GLOBAL - No prefácio de Understanding Media, McLuhan ele diz que: “Hoje, depois de mais de um século de tecnologia elétrica, projetamos nosso próprio sistema nervoso central num abraço global, abolindo tempo e espaço. Estamos nos aproximando rapidamente da fase final das extensões do homem: a simulação tecnológica da consciência, pela qual o processo criativo do conhecimento se estenderá coletiva e corporativamente a toda a sociedade humana”. E, mais adiante: “Eletricamente contraído, o globo já não é mais do que uma aldeia”.
Na primeira afirmação McLuhan alude a um “abraço global” que uniria todas as pessoas numa espécie de consciência coletiva, na segunda ele complementa essa ideia mencionando a inclusão das minorias na vida cotidiana de todos, por intermédio de meios que em seu tempo eram apenas elétricos (rádio e TV), e hoje são eletrônicos (Internet).
McLuhan introduz as expressões o impacto sensorial, o meio é a mensagem e aldeia global como metáforas para a sociedade contemporânea, ao ponto de se tornarem parte da nossa linguagem do dia a dia. Teórico dos meios de comunicação, foi precursor dos estudos midiológicos. Seu foco de interesse não são os efeitos ideológicos dos meios de comunicação sobre as pessoas, mas a interferência deles nas sensações humanas, daí o conceito de "meios de comunicação como extensões do homem" (o título de uma de suas obras). Em outras palavras, a forma de um meio social tem a ver as novas maneiras de percepção instauradas pelas tecnologias da informação. Os próprios meios são a causa e o motivo das estruturas sociais.
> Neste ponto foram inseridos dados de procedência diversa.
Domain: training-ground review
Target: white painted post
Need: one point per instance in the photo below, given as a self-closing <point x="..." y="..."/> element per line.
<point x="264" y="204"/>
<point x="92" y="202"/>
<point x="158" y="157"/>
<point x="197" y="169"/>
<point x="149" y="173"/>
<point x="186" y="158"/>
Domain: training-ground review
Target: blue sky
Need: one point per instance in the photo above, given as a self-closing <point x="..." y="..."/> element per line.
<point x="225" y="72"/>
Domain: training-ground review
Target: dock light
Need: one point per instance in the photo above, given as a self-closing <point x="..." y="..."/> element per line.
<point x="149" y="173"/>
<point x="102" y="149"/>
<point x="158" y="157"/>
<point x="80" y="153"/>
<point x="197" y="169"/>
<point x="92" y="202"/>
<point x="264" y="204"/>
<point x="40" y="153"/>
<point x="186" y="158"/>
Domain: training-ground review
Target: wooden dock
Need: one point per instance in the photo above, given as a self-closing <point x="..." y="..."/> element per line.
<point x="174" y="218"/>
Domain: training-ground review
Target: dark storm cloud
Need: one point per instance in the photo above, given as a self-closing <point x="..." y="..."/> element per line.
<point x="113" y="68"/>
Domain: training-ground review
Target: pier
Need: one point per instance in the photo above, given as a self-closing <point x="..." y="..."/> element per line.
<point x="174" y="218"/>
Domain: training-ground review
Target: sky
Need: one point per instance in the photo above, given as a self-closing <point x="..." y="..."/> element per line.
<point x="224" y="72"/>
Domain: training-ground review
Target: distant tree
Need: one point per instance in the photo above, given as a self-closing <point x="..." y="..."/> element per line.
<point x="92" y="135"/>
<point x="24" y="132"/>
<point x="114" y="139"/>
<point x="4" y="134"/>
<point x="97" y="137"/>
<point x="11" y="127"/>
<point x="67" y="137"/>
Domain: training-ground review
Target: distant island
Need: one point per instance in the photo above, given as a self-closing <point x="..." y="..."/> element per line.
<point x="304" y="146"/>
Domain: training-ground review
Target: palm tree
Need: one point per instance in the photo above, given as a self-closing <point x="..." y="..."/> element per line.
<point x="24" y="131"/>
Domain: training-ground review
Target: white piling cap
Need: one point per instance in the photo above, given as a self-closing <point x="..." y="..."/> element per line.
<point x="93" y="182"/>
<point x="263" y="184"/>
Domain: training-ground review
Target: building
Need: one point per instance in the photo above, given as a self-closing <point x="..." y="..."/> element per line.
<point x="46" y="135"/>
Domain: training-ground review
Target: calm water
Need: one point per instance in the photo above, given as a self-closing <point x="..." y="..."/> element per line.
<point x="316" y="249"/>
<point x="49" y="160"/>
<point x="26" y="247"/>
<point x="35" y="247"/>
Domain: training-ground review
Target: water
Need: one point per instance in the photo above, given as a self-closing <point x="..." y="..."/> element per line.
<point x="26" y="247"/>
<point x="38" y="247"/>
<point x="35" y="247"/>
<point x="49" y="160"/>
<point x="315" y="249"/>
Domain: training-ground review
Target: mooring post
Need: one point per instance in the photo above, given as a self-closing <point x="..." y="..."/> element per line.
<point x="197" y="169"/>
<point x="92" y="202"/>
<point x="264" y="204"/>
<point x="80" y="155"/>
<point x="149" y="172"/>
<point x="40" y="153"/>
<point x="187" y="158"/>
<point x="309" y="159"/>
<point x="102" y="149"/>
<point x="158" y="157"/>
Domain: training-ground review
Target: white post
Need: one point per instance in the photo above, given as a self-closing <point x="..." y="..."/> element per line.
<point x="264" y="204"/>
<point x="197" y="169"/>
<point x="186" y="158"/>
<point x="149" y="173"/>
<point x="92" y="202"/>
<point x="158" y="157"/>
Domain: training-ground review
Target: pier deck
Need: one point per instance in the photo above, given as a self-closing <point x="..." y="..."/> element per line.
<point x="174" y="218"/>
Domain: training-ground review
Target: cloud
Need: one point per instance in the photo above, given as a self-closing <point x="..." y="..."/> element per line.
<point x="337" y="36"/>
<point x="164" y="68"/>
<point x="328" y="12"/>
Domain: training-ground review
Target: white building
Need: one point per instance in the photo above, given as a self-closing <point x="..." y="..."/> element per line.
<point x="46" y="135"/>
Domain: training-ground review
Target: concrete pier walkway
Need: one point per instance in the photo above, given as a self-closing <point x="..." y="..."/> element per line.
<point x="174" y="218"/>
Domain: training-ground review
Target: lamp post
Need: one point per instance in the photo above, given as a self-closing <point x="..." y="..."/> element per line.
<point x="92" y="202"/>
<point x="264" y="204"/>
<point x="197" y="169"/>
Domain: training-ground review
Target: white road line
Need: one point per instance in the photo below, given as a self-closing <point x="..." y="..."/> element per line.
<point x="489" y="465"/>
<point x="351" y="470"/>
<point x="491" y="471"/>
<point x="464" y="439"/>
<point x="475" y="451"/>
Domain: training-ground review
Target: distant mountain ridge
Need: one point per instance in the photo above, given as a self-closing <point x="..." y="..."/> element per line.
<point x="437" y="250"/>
Uma das mais curiosas ideias de McLuhan é a de que "os meios de comunicação são extensões do homem". Assim como se usa uma pinça para aumentar a precisão das mãos e uma chave de fenda para girar um parafuso, os meios de comunicação seriam, na verdade, extensões dos sentidos do homem. Os óculos, por exemplo, são extensões do olho, a roupa é uma extensão da pele, a roda do carro é uma extensão do pé. Com a internet, não deixa de ser curioso se falar em "relações virtuais", como se as máquinas fossem realmente capazes de sentir e pensar pelos seus operadores.
McLuhan vê parte desse processo (a invasão da tecnologia em todos os recantos do mundo) como inevitável, mas está bem ciente de suas armadilhas, como a alienação, a julgar pela seguinte afirmação: “Não estamos mais bem preparados para enfrentar o rádio e a televisão em nosso ambiente letrado do que o nativo de Gana em relação à escrita, que o expulsa de seu mundo tribal coletivo, acuando-o num isolamento individual. Estamos tão sonados em nosso novo mundo elétrico quanto o nativo envolvido por nossa cultura escrita e mecânica”.
TELEVISÃO - É de sua autoria uma famosa frase que descreve a TV: A imagem, o som e a fúria. Aldeia global quer dizer simplesmente que o progresso tecnológico estava reduzindo todo o planeta à mesma situação que ocorre em uma aldeia, ou seja, a possibilidade de se intercomunicar diretamente com qualquer pessoa que nela vive. Como paradigma da aldeia global, ele elegeu a televisão, um meio de comunicação de massa em nível internacional, que começava a ser integrado via satélite. Esqueceu, no entanto, que as formas de comunicação da aldeia são essencialmente bidirecionais e entre dois indivíduos. Somente agora, com o celular e a internet, é que o conceito começa a se concretizar.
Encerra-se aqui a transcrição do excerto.